While Jeff Green's contract with the Celtics is still officially unofficial, Danny Ainge reiterated yesterday in Vegas, that the C's and Green have agreed on a four year deal worth 36M.

It's a contract that many in the basketball world feel is absurd for a relatively-unproven, soon-to-be-26-year-old who missed all of last season after heart surgery.

And I agree.

On one hand, I understand why the Celtics made signing Green a priority. It's the same reason they traded for him in the first place: Because they desperately needed another small forward and Green was the best available and most versatile option.

He also fits in well with the changing face of this team. You can already see him running back and forth with Rajon Rondo and Avery Bradley, while the out-of-breathe opposition thinks to themselves: "Holy crap. What the hell happened to the Celtics?"

That's the best case scenario. And you know that's what Danny Ainge and the Celtics are banking on. They believe that Green was put in an awful position two seasons ago. That he was never comfortable within Boston's system. They believe that his time shadowing the team last season will help the chemistry, and that a fresh start will lead Green to realize a level of potential that many deny even exists.

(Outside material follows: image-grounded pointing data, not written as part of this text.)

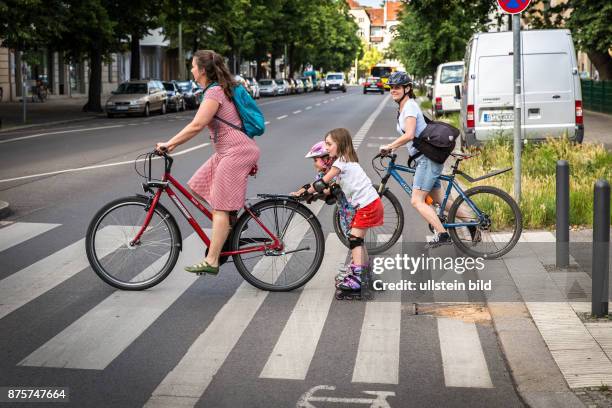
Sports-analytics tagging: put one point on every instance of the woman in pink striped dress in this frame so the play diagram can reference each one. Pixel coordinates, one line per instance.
(222, 180)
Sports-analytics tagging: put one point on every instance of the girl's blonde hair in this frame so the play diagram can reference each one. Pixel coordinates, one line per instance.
(343, 140)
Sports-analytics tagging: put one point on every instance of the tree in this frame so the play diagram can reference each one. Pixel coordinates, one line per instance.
(435, 31)
(589, 22)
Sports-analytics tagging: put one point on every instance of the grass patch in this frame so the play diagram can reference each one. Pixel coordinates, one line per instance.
(588, 162)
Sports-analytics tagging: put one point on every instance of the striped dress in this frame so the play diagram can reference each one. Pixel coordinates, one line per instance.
(222, 180)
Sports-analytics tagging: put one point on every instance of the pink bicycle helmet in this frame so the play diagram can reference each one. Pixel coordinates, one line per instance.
(317, 150)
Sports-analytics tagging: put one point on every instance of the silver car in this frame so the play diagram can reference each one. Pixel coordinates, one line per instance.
(283, 86)
(267, 87)
(141, 97)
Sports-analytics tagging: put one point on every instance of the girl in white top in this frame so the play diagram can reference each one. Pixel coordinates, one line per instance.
(358, 189)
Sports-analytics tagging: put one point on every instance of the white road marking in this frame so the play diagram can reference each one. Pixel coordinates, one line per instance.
(185, 384)
(462, 356)
(93, 341)
(19, 232)
(51, 173)
(378, 354)
(26, 285)
(58, 133)
(296, 345)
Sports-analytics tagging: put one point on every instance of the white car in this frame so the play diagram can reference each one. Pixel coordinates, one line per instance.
(334, 81)
(448, 75)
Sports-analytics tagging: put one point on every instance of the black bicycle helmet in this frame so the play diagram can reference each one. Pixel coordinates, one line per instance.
(399, 78)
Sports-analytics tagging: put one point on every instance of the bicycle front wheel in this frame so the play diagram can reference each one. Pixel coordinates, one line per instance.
(499, 228)
(379, 239)
(303, 245)
(120, 262)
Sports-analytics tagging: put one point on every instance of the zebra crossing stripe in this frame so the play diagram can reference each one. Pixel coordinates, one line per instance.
(462, 357)
(31, 282)
(296, 346)
(379, 343)
(185, 384)
(98, 337)
(19, 232)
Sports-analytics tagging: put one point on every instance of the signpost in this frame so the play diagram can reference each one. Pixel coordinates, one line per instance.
(515, 7)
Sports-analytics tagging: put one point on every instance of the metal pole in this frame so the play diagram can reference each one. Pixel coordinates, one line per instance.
(516, 34)
(24, 91)
(601, 248)
(562, 214)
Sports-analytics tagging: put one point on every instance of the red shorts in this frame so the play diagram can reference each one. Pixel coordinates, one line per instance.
(372, 215)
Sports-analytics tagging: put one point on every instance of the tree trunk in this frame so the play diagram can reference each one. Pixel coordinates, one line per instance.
(95, 83)
(603, 63)
(135, 57)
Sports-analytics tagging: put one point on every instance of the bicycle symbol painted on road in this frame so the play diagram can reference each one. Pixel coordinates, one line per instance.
(379, 400)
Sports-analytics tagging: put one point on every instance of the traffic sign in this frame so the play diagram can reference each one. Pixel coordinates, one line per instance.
(513, 6)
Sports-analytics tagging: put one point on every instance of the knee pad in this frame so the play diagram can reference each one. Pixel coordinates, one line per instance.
(354, 241)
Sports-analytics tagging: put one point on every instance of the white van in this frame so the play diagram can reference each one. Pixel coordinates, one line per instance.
(448, 75)
(551, 93)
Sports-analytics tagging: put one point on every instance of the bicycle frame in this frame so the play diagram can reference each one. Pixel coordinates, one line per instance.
(164, 186)
(393, 170)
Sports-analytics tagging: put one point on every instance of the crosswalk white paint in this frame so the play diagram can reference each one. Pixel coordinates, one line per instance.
(296, 346)
(29, 283)
(98, 337)
(186, 383)
(378, 353)
(463, 360)
(19, 232)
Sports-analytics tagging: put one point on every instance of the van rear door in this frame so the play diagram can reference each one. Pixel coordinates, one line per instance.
(548, 95)
(493, 110)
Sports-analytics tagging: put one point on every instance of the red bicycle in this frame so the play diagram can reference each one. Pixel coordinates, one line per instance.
(133, 243)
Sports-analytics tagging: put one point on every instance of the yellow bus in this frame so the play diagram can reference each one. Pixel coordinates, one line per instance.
(383, 72)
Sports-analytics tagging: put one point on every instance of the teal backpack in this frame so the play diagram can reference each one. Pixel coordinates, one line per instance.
(253, 122)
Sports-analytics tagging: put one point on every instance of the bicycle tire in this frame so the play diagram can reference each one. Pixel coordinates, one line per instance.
(374, 246)
(253, 272)
(516, 212)
(97, 258)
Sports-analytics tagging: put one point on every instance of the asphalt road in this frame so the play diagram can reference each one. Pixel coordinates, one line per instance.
(216, 342)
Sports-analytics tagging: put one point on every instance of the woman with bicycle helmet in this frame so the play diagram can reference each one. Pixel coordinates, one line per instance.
(410, 125)
(222, 180)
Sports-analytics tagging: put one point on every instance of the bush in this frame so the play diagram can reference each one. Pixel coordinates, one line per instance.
(588, 162)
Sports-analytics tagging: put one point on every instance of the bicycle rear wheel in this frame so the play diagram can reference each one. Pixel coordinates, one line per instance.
(126, 265)
(304, 245)
(499, 230)
(379, 239)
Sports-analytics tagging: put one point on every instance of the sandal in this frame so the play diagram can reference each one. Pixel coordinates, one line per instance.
(203, 267)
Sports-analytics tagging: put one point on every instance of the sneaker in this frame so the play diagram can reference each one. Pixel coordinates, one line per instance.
(439, 240)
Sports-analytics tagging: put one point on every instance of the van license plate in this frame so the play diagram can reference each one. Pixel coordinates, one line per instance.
(507, 116)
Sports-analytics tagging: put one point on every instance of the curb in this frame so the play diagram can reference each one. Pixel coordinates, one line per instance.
(5, 209)
(59, 122)
(536, 376)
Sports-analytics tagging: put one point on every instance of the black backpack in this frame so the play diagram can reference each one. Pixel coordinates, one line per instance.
(436, 142)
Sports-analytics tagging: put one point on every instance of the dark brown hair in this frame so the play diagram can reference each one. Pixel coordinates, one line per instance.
(214, 66)
(343, 140)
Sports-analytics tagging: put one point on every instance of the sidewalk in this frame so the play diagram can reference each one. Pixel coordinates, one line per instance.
(558, 355)
(52, 111)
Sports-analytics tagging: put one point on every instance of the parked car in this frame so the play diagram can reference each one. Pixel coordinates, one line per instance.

But anyway you cut it, 36M is a lot to gamble on potential. It's only fitting that Ainge made the announcement in Las Vegas.

Speaking of which, David Falk (Green's agent), was in Las Vegas as well. And according to this story in the Herald he had a message for all those who believe Green's unworthy of the new deal:

I had a (team personnel executive) that I met with last week who had told me that if we took a dime less under 13 million dollars a year for Jeff Green he should fire us, Falk said.

He continued: The truth is I think Jeffs market value was several million dollars more (over the course of the four years) than what he signed for . . . he accepted a deal that I think is very fair, but I dont think is as much as he could have gotten.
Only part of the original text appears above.